The player experience has two components. Players physically send and receive bits of information and the semantics are understood naturally. The decode engine is the proxy for the player that allows the information infrastructure to interpret the user desire and allow for natural behavior.
The level of sophistication in the decode engine depends on the depth and breadth of capability. In the most basic level, we use today’s keyboard and display and coded commands and the decode engine barely exists. But this is not “natural”. So the decode engine must become sophisticated to enable the natural behavior at both the semantic and physical layers.
Research problems related to the decode engine
• Core speech recognition algorithms. The most natural way that we communicate is by speaking. Speech recognition has made enormous progress but it is a very hard problem to get 100% so there will always be room for improvement.
• Networked speech recognition.
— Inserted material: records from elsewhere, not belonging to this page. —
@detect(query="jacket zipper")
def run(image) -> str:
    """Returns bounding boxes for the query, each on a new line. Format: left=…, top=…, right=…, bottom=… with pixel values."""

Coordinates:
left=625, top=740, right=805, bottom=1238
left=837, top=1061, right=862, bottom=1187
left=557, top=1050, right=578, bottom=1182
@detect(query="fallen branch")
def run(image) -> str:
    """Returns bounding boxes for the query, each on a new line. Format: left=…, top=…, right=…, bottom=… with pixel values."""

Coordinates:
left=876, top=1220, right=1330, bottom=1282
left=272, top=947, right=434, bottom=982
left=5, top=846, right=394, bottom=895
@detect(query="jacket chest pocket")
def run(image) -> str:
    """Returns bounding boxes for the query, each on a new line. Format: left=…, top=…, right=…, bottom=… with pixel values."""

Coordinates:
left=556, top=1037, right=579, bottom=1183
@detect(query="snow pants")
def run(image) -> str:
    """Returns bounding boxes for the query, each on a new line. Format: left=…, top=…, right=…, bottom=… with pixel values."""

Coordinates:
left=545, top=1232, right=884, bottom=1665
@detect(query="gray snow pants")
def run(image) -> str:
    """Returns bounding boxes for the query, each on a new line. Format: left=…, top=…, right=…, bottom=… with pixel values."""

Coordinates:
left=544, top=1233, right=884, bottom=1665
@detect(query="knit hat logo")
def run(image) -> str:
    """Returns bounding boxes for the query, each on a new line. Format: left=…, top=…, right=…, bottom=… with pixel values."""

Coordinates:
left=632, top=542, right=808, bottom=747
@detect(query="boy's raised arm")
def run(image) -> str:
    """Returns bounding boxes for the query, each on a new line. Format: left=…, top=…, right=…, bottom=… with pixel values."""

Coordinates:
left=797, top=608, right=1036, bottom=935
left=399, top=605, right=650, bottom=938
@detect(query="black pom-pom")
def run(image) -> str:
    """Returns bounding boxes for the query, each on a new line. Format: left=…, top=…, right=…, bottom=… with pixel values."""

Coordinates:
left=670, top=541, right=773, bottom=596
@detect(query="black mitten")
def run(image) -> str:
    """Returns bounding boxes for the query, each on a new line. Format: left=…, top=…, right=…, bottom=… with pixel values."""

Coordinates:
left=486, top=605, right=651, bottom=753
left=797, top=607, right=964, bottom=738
There are efficiencies to performing some speech recognition locally, at the device that is picking up the sound itself. This especially is the case if the microphone is in a room attached to a processing chip. However, if the microphone is tiny – a wearable – then there must be a way to find processing and stream the bits to the processor.
• Handwriting recognition. Less generally used that speech recognition but a similar application and problem.
• Gesture recognition. For some, gestures enhance the content of the message. For others, such as speech impaired, the gesture language is the language.
• Natural language recognition. Another hard problem! A natural way to communicate is to express in a sentence – rather than a structured form – what function one wants to achieve.
• Language translation. The Internet and World Wide Web are global. We need translation capability that provides the full power of the web to speakers of any language.
• Searching unstructured data. We now know that search is a fundamental piece of the infrastructure.
• Query by image content. There are images on the web. These should be searchable.
• Query by video content. There is video on the web. This should be searchable.
• Separating commands from data. As we communicate naturally we provide bits – either in text form, or speech, gesture, etc. Some of these bits are the content and some are the command structure. For text, we know how to separate the two. For more natural forms such as speech, we need to find approaches to make this separation as natural as possible.